The plan would create a statewide pool of low-rate insurance plans that anyone would be allowed to purchase. The plan also would offer rebates for middle-income families to help them pay premiums for the state program or private coverage, and it would expand access to coverage for low-income state residents through a program similar to Medicaid. In addition, the plan would permit parents to keep adult children on their family policies until age 29, among other benefits.
An independent study by Kenneth Thorpe of the Department of Health Policy and Management at the Rollins School of Public Health at Emory University found that from 2008 to 2011, the plan would generate a total of $15.6 billion in savings.
Opposition
However, "several leaders who usually find themselves allied with the governor have expressed outright opposition to the new tax," including Blagojevich's former running mate Lt. Gov. Pat Quinn (D) and civil rights leader the Rev. Jesse Jackson, the Times reports. Quinn said, "I've told the governor it's time for 'Plan B' because a strategic retreat from [the tax] is better than overwhelming defeat," adding, "It's the wrong remedy for a serious issue. I think we can do much better than that."

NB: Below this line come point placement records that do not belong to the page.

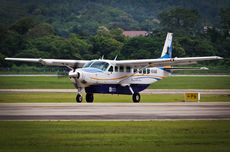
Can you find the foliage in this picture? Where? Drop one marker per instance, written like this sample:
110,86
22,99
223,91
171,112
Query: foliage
89,29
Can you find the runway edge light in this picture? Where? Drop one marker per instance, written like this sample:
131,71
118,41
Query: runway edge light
192,97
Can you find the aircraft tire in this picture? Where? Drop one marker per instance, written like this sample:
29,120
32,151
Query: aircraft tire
136,97
89,97
79,98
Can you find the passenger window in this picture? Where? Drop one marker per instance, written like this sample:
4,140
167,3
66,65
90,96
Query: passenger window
128,69
153,71
121,69
116,69
111,69
148,71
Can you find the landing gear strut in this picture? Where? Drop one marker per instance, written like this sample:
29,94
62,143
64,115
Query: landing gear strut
136,97
89,97
79,98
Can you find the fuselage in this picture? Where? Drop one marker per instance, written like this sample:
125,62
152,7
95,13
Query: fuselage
104,76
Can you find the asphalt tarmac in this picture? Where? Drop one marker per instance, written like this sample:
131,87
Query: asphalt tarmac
146,91
115,111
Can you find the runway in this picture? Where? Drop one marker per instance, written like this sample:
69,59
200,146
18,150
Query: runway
146,91
115,111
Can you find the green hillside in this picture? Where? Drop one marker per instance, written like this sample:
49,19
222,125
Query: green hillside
88,29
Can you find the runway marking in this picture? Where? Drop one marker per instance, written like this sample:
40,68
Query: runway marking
115,111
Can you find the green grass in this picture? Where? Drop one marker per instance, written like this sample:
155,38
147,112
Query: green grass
70,97
198,82
35,82
167,83
165,136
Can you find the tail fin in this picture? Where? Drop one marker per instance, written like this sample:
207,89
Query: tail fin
167,50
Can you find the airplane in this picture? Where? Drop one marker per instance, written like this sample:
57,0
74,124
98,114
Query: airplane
128,77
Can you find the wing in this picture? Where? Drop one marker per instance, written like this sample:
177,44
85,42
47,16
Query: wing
52,62
166,61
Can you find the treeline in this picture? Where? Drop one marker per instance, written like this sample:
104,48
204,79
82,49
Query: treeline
94,35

Jackson in an interview said, "For a substantial number of small businesses and many of our established businesses, the tax would be higher than the profit. That is the real problem with it." He added, "We all want health care. But business closure is not good health." Some businesses have said they would move out of the state if the tax were imposed, and the state Chamber of Commerce has launched a campaign opposing the health care plan and tax.
Other Comments
Diane Rowland, executive vice president of the Kaiser Family Foundation and executive director of the Kaiser Commission on Medicaid and the Uninsured, said, "You could say it's 'courageous' or you could say it's 'not politically feasible,' but many who look at state reforms say the key is, 'is the financing adequate?'" Rowland added, "It's not just how you propose to cover people, but are the dollars there to make the coverage real? This proposal seems to be addressing both sides of the equation, talking about coverage while being honest about financing."
Alan Weil, executive president of the National Academy for State Health Policy, said, "If this happens, I'd put it in the same category as Massachusetts as far as a comprehensive plan designed to reach everyone. That would put it very much in the lead" (Saulny, New York Times, 5/5).